Il Signore Gesù che ha voluto
vivere su questa terra la meravigliosa avventura di essere, anche Lui, membro
di una famiglia, ci illumini e ci benedica nel nostro camminare insieme!” (
Papa Francesco, Conclusione della III
Assemblea generale straordinaria del Sinodo dei Vescovi, 18/10/2014).

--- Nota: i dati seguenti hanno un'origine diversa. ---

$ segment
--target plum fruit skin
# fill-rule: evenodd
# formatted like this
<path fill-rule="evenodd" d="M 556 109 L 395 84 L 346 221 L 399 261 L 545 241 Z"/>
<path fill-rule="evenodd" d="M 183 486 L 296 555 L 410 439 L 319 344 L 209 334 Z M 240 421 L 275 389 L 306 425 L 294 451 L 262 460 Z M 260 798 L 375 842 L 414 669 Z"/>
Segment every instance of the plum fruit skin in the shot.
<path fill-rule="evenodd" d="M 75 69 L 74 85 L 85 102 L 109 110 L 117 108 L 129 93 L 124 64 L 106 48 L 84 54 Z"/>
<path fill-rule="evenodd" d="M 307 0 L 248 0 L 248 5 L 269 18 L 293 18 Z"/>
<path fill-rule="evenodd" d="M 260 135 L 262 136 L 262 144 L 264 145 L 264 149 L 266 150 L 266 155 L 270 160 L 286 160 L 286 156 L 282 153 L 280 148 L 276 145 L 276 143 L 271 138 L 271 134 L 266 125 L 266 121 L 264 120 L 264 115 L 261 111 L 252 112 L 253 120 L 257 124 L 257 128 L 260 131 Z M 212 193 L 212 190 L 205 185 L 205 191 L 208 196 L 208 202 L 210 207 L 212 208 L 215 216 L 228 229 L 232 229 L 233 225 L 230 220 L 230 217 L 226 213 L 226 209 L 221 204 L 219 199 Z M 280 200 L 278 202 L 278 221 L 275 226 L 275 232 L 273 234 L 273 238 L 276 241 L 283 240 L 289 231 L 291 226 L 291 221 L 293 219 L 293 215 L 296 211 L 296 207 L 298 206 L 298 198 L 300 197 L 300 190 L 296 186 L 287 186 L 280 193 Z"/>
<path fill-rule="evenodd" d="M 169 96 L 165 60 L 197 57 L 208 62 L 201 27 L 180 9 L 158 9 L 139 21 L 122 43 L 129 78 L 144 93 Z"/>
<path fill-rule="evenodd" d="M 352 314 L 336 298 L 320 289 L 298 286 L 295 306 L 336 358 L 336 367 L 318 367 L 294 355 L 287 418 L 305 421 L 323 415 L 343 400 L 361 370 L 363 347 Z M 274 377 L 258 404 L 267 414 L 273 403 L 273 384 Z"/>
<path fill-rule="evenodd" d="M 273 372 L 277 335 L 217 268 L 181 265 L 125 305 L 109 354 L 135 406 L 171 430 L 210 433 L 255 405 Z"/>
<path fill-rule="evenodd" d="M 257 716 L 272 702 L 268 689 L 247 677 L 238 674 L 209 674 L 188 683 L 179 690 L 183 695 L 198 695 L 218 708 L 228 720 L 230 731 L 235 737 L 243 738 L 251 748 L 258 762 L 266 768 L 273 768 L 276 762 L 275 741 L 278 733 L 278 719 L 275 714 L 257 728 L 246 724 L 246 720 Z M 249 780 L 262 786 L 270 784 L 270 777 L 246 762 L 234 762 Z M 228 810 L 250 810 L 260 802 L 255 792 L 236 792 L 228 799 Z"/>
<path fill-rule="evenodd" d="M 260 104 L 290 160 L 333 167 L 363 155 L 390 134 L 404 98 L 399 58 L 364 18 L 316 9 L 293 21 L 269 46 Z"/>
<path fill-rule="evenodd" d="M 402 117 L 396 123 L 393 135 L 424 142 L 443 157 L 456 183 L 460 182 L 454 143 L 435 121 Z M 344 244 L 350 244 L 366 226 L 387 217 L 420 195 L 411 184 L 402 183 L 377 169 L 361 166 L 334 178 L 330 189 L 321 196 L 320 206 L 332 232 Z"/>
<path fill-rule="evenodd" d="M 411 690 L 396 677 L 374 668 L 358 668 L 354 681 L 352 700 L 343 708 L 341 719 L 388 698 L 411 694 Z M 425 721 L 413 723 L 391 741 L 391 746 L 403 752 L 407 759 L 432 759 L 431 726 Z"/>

La comunicazione vera che Cristo è venuto e in continuità viene a portare nel mondo di fronte a nuove possibilità e inediti problemi avviene per la stessa fedeltà alla vita della comunità ecclesiale. Tradizionalmente questo modo si indica con l’espressione: magistero ordinario.
Il cristiano arriva alle
verità divine proposte dalla Chiesa per una via ordinaria, che è l’appartenenza
alla vita stessa della comunità con il suo Catechismo. La condizione è che essa
sia veramente ecclesiale, cioè unita al
vescovo unito al 266 vescovi di Roma, oggi Papa Francesco. Ecco la sorgente
normale d’una conoscenza ultima sicura. Vari sono gli strumenti essenziali per
riconoscere la coscienza della comunità in cammino. Possono essere le
encicliche, ultima la Lumen fidei, le
esortazioni pastorali, ultima l’Evangelii
gaudium, i discorsi del Papa, il Catechismo e il suo Compendio, i documenti
e le lettere del vescovo alla sua diocesi, in quanto sempre unito alla pastorale del Pontefice, o i documenti
di una comunità in quanto implicitamente approvati dal vescovo a costituire i segni
di tale vita. E’ immanendo in comunità ecclesiali concrete che le verità di
fede, quasi per una osmosi continua, penetrano, giorno per giorno attraverso la
membrana della nostra consapevolezza e del nostro amore. Solo così si arriva a
quella certezza e chiarezza di verità e di amore, di cui ogni uomo ha bisogno per
affrontare la vita.
Se il magistero ordinario è
la garanzia del declinarsi di ogni concreta comunità ecclesiale in quanto vive,
lo strumento più grande della comunicazione del vero nella vita della Chiesa –
ricordava Giussani – è la sua stessa continuità. Si chiama
Tradizione. La tradizione è la coscienza della comunità che vive e affronta ora
i problemi, ricca della memoria di tutta la sua vicenda storica.